Health care providers and pharmacists have been asked to check product lot numbers, remove the incorrect patient leaflet, and insert the correct leaflet when dispensing the product, says McLaughlin. Direct purchasing chains and wholesale distributors have been asked to return the product lots in question, she states. (The corrected patient leaflet, as well as a health care professional letter, frequently-asked question sheet, and press release, are available at Click on "Important Alert About Ortho Micronor," then click on the links for each item.) Providers who have further questions may contact the company’s customer communications center at (800) 632-7497.
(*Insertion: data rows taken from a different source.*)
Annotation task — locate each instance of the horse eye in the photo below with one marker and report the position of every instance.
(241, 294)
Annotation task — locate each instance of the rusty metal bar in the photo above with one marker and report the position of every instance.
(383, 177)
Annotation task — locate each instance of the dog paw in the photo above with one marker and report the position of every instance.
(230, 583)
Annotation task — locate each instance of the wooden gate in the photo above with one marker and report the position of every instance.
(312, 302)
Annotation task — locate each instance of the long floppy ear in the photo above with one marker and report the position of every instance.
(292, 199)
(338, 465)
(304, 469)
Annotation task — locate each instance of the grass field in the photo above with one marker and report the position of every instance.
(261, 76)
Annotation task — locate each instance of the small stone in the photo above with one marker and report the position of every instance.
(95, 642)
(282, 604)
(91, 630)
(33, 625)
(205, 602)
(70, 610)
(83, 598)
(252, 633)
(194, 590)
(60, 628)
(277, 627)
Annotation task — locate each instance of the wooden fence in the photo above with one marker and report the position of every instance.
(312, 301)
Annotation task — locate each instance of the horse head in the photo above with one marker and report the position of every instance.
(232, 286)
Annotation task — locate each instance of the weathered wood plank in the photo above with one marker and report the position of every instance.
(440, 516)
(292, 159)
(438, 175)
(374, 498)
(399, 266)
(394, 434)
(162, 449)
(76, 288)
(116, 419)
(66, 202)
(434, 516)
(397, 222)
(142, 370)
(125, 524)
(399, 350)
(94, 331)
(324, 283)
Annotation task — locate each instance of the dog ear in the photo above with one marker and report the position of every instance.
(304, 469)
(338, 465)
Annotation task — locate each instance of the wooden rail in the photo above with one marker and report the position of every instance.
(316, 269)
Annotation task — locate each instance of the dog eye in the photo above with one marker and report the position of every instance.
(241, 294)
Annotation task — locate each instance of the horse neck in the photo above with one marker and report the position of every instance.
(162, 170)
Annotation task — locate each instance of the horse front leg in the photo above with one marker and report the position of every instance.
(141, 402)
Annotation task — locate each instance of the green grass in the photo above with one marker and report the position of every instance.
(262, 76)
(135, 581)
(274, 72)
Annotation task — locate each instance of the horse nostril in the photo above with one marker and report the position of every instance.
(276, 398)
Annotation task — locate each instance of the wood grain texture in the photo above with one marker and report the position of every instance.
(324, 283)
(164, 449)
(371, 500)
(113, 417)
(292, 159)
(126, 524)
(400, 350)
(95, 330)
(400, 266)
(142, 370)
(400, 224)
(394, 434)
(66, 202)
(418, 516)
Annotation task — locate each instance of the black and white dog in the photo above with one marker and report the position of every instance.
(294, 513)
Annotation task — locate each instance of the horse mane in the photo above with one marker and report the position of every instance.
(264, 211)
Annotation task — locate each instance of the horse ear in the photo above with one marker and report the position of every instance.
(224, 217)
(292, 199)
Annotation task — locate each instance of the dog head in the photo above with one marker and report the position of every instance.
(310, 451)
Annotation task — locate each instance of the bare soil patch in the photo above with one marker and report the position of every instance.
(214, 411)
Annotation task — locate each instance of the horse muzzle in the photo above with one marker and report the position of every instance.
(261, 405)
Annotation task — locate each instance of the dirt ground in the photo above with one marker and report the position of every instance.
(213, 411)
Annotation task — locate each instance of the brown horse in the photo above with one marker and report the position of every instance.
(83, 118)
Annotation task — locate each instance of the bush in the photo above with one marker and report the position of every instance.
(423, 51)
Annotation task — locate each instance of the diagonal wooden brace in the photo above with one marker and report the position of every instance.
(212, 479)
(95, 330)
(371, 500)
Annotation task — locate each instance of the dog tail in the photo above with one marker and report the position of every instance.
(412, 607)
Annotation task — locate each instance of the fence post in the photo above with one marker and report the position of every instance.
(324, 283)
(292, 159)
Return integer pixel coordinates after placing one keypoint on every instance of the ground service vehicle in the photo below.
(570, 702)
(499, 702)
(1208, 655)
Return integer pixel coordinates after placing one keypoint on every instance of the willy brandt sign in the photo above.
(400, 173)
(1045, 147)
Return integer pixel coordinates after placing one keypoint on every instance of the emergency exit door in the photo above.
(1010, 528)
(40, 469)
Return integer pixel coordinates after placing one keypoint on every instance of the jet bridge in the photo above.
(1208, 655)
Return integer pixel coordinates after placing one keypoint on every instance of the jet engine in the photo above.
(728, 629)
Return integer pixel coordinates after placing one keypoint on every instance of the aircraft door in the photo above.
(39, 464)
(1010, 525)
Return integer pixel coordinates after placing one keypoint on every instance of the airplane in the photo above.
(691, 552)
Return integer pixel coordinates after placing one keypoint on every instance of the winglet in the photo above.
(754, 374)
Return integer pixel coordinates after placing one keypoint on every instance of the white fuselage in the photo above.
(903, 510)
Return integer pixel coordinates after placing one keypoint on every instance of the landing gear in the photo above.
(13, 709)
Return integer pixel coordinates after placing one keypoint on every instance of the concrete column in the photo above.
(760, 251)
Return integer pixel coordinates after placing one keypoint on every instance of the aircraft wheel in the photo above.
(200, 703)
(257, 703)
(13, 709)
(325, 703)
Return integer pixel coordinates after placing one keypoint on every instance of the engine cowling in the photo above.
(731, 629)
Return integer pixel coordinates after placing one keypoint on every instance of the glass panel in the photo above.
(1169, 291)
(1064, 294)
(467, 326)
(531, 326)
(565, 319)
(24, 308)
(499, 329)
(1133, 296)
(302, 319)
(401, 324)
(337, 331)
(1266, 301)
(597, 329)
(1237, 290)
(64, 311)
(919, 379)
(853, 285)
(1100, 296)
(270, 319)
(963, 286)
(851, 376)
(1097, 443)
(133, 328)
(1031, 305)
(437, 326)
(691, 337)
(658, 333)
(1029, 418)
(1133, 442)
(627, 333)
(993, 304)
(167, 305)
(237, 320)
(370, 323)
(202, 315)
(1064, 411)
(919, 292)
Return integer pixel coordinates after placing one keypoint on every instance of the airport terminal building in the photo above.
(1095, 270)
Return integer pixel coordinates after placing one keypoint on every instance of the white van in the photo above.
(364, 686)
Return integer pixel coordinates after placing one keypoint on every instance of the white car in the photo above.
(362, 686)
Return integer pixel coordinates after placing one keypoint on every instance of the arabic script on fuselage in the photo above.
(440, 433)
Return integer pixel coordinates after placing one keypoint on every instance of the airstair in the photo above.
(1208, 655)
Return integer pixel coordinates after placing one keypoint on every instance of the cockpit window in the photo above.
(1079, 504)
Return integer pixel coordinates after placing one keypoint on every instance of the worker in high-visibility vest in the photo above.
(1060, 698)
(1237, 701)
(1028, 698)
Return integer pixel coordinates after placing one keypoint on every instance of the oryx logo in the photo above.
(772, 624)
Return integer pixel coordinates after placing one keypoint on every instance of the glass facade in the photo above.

According to the company, women taking Ortho Micronor, or any progestin-only birth control pill, should take one pill every day without any breaks for maximum effectiveness.1 Women who miss one pill should take the missed pill as soon as possible and continue taking a pill each day at the regular time, the company advises. A backup method of birth control (such as a condom or spermicide) must be used for the next 48 hours. Women who miss more than one pill should use a backup method of birth control and contact a health care professional immediately, states the company. (According to A Pocket Guide to Managing Contraception, if a woman misses a pill by more than three hours from her regular time, she should take the missed pill(s) and use backup contraception for seven days. She should consider using emergency contraception if intercourse occurred in the past three to five days.)2

Same time, every day

Although not widely used in the United States, progestin-only pills offer an important contraceptive option since they may be used by women who desire immediately reversible hormonal protection but who have contraindications to the estrogen in combined pills. Unlike combined oral contraceptives, progestin-only pills are taken continuously, with no hormone-free intervals between cycles. (For a review of progestin-only pills, see "Maximizing the use of the progestin minipill," Contraceptive Technology Update, February 1999, p. 19.)

Three progestin-only pills are available in the United States: Ortho Micronor, Nor-QD (Watson Laboratories, Corona, CA), and Ovrette (Wyeth-Ayerst Laboratories, Philadelphia.) Ortho Micronor contains 0.35 mg of the progestin norethindrone, as does Nor-QD; Ovrette contains 0.075 mg of norgestrel.

Among typical couples who use progestin-only pills, about 5% will experience an accidental pregnancy in the first year.2 However, if the pills are used consistently and correctly, just one in 200 women will become pregnant.2

Progestin-only OCs, often referred to as minipills, are formulated at a very low dose, so low in fact that ovulation often occurs in those using this method of contraception, says Andrew Kaunitz, MD, professor and assistant chair in the obstetrics and gynecology department at the University of Florida Health Science Center/Jacksonville. If users are not "religious" in consistently taking tablets at the same time each day, the anti-fertility impact of the minipills (including cervical mucus changes) may diminish, permitting fertilization, he states.

In the United States, the great majority of mini-pill users are nursing mothers, Kaunitz observes. Progestin-only pills represent a good contraception option for such women, since they have no adverse effects on lactation. Most research has found either that they have positive effects — increasing milk quantity or improving its nutritional quality — or that they have no effect.3 Women who choose progestin-only pills can use them and continue to breast-feed until lactation cessation.3

Because lactating women are intrinsically subfertile, precautions regarding taking minipills at the same time each day may not be critical, Kaunitz notes. However, highly fertile women relying on minipills for contraception, as well as their clinicians, should pay close attention to well-timed consistent daily pill-taking, he states.


1. Ortho-McNeil Pharmaceutical. Urgent Labeling Correction — Detailed Patient Labeling Error. Raritan, NJ; April 4, 2002.

2. Hatcher RA, Nelson AL, Zieman M, et al. A Pocket Guide to Managing Contraception. Tiger, GA: Bridging the Gap Foundation; 2001.

3. Blackburn RD, Cunkelman JA, Zlidar VM. Oral contraceptives: An update. Population Reports Spring 2000; Series A (No. 9):5.